# Short Downtime at 5pm



## Lorian (Apr 9, 2003)

I need to take the board offline for 10 mins at 5pm.

This is to perform an additional security upgrade on the server.

I've run a local test and it went smoothly so hopefully there won't be any problems!

If there is an issue or delay I'll post updates on twitter:

https://twitter.com/#!/UK_Muscle


----------



## Wheyman (Sep 6, 2011)

I hope this will help you guys if there are continued denial attacks and that they will soon get bored.


----------



## shamil (Mar 27, 2012)

You might not want to answer this, but what security enhancements are you doing?


----------



## QUEST (Sep 26, 2009)

NOOOOOOOOOOOOOOOOOOOOOOOOOOOOOOOOO ...IS THERE A HOT LINE WE CAN CALL IN CASE WE GET WITHDRAWAL SYMPTOMS ...........TEN MINS YER PROMISE .... :scared:


----------



## Lorian (Apr 9, 2003)

shamil said:


> You might not want to answer this, but what security enhancements are you doing?

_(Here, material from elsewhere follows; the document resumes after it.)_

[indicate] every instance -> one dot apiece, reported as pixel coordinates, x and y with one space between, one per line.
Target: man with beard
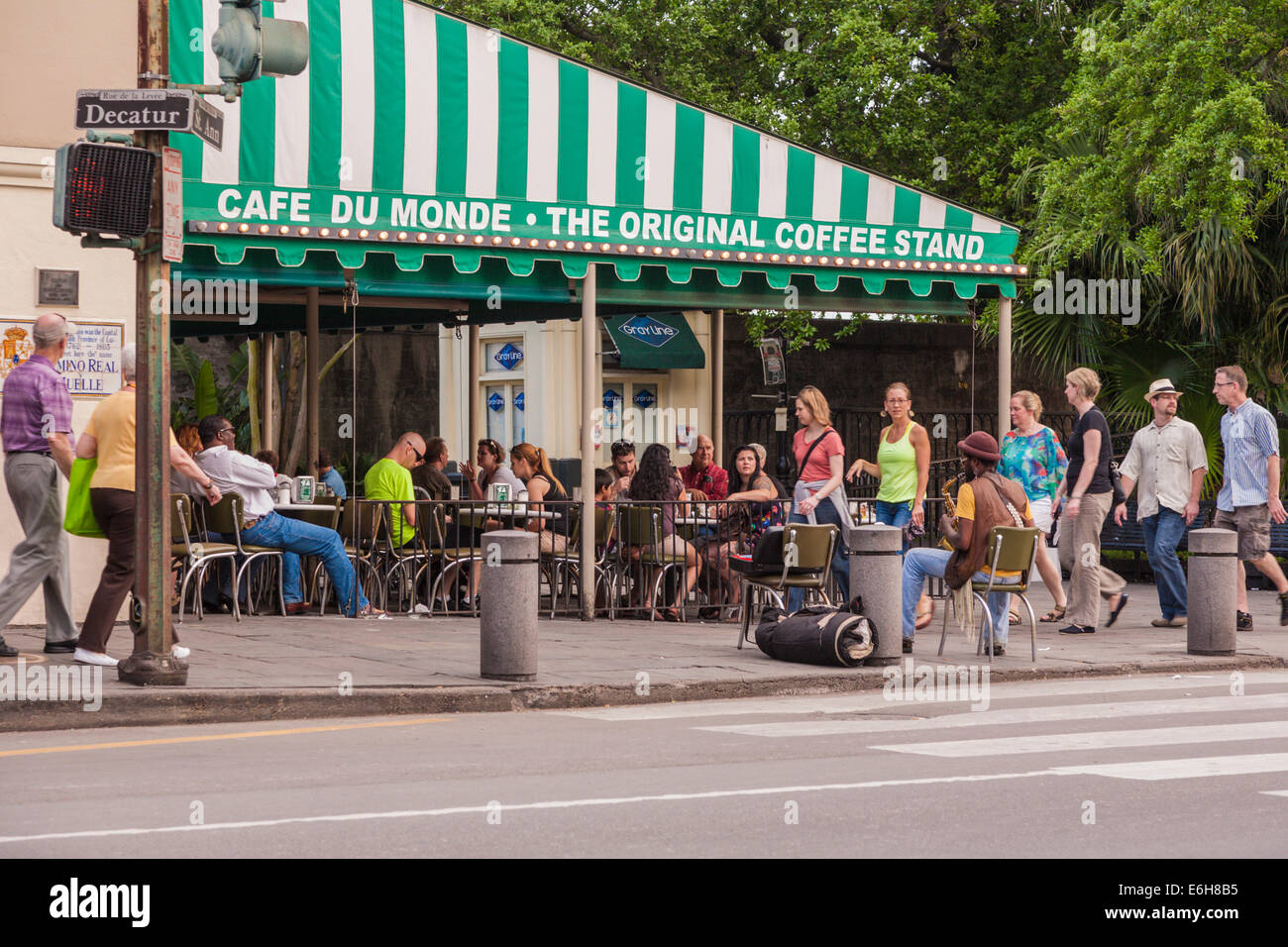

You're right, I don't want to answer that one (for obvious reasons) sorry !


----------



## Big ape (May 5, 2011)

shamil said:


> You might not want to answer this, but what security enhancements are you doing?


what a silly spunk bubble ..... so everyone can see the security enhancements and maybe the people causing this sh1t can see what it is?


----------



## madmuscles (Mar 10, 2011)

Wheyman said:


> I hope this will help you guys if there are continued denial attacks and that they will soon get bored.


I say we all use this 10 minutes to walk around to the local internet cafe's and start roughing up any geeks that looks like they might have anything to do with this attack.

The word will soon get around that the uk-muscle lot are not to be played with.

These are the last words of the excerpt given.